Despite advances in "instrumental sniffer" systems for bomb/explosive detection, canine/handler detection teams, one of the most primitive methods of detection, continue play an important role in detection. Because the sensitivity of the canine (dog) olfactory system is "…equal or superior to machine technology in the areas of sensitivity and selectivity…" (Connelly et al., 1998; pp. 56), canines may be used alone in place of or in conjunction with "instrumental sniffers" (Connelly et al., 1998). In addition, canines offer many other advantages over instrumental systems.
Unfortunately, there are many drawbacks of canine detection teams. Because of size and cost, to mention only a few disadvantages, researchers (i.e. Otto et al., 2002; APOPO, 2003) have recently turned their attention to rodents (rats) as detectors of explosives and other contraband substances. Although rodents offer many advantages over dogs (APOPO, 2003; Otto et al., 2002; Copley, 2002), should security managers deploy the use of rats in high security settings (i.e. court houses, borders, cargo, etc.)?
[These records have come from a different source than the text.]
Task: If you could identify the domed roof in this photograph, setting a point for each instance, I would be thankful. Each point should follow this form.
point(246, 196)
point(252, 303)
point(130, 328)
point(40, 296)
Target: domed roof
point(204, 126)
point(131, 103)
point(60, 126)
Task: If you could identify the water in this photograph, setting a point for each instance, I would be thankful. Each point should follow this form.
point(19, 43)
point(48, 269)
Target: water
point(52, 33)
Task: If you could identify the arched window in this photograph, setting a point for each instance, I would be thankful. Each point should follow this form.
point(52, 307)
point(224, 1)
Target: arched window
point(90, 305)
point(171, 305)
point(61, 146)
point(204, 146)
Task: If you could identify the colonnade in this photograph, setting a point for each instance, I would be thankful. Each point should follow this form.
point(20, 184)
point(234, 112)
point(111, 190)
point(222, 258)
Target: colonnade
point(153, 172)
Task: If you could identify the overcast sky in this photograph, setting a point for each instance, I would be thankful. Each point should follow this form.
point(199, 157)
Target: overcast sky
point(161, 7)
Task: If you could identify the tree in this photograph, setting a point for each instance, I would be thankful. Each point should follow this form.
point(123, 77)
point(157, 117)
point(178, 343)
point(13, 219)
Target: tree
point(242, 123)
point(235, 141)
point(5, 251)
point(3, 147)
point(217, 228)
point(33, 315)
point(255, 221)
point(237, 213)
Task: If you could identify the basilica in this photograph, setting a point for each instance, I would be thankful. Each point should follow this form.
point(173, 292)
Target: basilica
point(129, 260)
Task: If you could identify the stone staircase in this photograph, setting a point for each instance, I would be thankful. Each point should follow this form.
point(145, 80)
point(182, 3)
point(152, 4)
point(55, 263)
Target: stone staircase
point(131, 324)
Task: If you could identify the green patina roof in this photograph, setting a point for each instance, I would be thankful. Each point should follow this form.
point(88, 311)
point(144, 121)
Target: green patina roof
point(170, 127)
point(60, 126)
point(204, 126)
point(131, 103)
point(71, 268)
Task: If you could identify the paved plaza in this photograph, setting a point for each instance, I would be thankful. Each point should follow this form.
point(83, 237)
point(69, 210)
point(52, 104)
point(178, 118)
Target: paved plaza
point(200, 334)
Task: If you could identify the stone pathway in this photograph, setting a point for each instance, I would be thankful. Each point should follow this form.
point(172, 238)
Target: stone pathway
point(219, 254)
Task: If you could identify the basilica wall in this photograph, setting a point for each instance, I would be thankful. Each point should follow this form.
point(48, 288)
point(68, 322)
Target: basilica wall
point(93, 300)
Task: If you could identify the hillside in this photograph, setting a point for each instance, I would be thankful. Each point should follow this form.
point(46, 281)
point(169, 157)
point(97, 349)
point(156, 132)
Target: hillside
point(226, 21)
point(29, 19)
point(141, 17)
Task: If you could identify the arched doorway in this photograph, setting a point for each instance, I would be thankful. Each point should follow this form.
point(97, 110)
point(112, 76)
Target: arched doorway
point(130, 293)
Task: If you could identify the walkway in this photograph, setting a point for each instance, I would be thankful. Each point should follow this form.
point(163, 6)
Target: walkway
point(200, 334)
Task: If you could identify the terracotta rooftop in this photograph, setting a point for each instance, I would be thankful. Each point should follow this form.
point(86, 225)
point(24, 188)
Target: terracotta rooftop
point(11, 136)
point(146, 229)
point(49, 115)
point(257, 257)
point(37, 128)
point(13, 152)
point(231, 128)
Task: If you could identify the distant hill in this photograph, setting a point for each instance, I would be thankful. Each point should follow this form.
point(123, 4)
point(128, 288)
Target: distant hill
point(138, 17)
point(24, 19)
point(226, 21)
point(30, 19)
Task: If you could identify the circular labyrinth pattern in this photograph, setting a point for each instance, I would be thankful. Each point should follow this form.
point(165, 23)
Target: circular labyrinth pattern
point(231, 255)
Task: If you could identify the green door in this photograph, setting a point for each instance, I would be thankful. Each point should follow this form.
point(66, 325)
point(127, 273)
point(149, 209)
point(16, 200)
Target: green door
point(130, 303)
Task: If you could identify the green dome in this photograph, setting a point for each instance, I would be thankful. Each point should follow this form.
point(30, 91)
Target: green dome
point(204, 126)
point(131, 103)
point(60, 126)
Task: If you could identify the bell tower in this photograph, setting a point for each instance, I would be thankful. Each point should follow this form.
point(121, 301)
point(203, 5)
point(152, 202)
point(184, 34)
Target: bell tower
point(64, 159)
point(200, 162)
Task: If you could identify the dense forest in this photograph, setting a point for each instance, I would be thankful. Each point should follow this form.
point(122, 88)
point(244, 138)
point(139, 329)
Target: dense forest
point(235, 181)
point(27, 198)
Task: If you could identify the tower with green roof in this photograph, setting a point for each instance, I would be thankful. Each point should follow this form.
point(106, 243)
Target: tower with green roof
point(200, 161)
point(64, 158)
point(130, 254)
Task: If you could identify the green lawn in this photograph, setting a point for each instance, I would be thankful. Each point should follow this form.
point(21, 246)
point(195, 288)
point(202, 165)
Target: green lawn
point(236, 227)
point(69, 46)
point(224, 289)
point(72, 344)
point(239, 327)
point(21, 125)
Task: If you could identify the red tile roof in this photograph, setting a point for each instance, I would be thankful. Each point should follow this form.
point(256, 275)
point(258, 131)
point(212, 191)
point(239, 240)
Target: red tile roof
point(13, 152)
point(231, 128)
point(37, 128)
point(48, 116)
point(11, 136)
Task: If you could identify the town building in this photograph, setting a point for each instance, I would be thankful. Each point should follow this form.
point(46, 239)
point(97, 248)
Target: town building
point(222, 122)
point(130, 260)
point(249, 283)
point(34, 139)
Can rats be used in lieu of canines and/or "instrumental sniffers"?
Since the use of rodents is a relatively new concept, security managers should be aware of any advantages/drawbacks if they are to considered for use in high-security settings, how they compare to dogs in terms of performance and reliability, and pertinent research finding. Thus, the remainder of this study will compare dogs and rats in the detection of explosives and examine their advantages and disadvantages.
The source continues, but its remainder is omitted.